Londres, fin XIXème. Samuel Prothero est un jeune aliéniste ambitieux. Sa position est encore mal assurée, mais il espère vivement que les relations qu'il se fait au sein du prestigieux Club des Inventeurs lui assureront carrière, fortune, et ascension sociale.
Quand le controversé Jeffrey Richmond lui propose de réaliser une double analyse très bien payée, Prothero accepte d'aller s'installer dans la maison de l'inventeur, au cœur du quartier déliquescent de Saint Nichol. Là, dans la demeure – un ancien bordel – qui appartint à Christine, la sœur défunte de Richmond, il découvre que la machine à purifier l'air londonien inventée par l'homme attire en fait les fantômes présents dans l'atmosphère et, singulièrement, la malheureuse Christine.

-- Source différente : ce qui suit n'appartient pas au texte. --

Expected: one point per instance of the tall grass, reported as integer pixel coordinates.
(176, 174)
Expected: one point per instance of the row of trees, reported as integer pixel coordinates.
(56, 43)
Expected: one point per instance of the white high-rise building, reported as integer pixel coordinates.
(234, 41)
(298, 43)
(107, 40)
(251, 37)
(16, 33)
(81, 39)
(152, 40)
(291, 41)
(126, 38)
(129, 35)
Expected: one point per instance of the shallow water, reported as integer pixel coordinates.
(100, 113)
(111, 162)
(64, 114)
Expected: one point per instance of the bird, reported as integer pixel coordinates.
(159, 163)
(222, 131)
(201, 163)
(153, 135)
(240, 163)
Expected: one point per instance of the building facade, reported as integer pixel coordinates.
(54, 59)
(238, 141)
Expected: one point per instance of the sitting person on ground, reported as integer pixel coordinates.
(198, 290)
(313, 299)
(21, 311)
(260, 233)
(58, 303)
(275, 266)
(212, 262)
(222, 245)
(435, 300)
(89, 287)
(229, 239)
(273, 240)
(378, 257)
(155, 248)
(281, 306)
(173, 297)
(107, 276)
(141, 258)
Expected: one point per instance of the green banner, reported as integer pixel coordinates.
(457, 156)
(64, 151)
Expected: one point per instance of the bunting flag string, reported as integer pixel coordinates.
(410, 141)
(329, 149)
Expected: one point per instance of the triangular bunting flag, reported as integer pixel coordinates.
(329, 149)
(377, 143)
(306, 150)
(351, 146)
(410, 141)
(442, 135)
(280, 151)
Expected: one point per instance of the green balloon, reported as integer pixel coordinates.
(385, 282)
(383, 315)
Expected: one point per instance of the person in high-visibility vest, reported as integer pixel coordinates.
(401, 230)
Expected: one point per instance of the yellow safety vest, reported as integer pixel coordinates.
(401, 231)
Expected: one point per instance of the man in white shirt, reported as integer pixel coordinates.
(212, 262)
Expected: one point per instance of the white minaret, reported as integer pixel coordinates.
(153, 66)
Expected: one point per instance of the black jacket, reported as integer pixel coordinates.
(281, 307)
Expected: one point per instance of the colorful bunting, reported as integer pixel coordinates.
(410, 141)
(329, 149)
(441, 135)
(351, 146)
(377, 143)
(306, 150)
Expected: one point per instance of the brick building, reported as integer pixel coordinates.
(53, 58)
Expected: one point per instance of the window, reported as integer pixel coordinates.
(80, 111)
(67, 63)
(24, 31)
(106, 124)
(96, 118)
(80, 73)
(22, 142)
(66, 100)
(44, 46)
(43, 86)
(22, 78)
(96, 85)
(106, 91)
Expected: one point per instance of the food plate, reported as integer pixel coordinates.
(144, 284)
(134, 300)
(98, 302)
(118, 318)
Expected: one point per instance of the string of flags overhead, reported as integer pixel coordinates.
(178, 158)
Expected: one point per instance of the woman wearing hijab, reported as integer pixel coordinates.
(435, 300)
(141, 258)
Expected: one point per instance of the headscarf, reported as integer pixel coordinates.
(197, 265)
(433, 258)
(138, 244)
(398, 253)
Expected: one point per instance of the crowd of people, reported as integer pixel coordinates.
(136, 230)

Trouver la vérité sur la mort de Christine, libérer son âme, régler la question des fantômes, autant de tâches imprévues qui tombent sur un Prothero qui ne peut guère compter sur un Richmond de plus en plus lointain, et qui s'amourache par ailleurs de Jane, l'une des deux bonnes de la maison.
Avec "
Les Attracteurs de Rose Street", Lucius Shepard plonge dans le Londres brumeux et sordide du XIXème siècle. Quartier mal famé, ancien lupanar, puissants qui vont au bordel pour s'encanailler, stratification sociale forte, poids des conventions, on est un peu ici chez Dorian Gray.
Mais l'essentiel est ailleurs. C'est un texte gothique, ou néogothique pour les puristes, que propose Shepard
(Fuck steampunk !). Certes, ici, pas de transport dans un Moyen-Âge fantasmé ni de monastère hanté, mais on trouve dans "
Les Attracteurs de Rose Street" de longues phrases descriptives très évocatrices, une centration sur le surnaturel et l'effroi, une tension sexuelle constante cohabitant avec un romantisme plein d'emportements. Et puis, l'ambiance amène à l'esprit quantité de références plus ou moins volontaires. Prothero, invité dans une demeure dans laquelle il s'installe à long terme, rappelle Jonathan Harker dans le château de Dracula. Richmond et sa machine évoquent plus le docteur Frankenstein que les protagonistes du cataclysmique
La fin de Londres de Robert Barr, en dépit du rôle que joue le fog londonien dans les deux récits. Les faux-semblants et les sautes d'humeur de Richmond rappellent ceux du Docteur Jekyll. Et surtout, il est impossible de ne pas penser à
La chute de la maison Usher en lisant cette histoire de passion et de fureur entre un frère et sa sœur.
Science expérimentale, fantômes, sexe, passion, mort violente et remords, "
Les Attracteurs de Rose Street" – traduit par un J.D. Brèque qui fait ici d'une pierre deux coups entre savanturiers et Shepard – est donc un pastiche très réussi de la littérature néogothique qui rend hommage à un genre d'une rare élégance et en fait une sorte de résumé conclusif.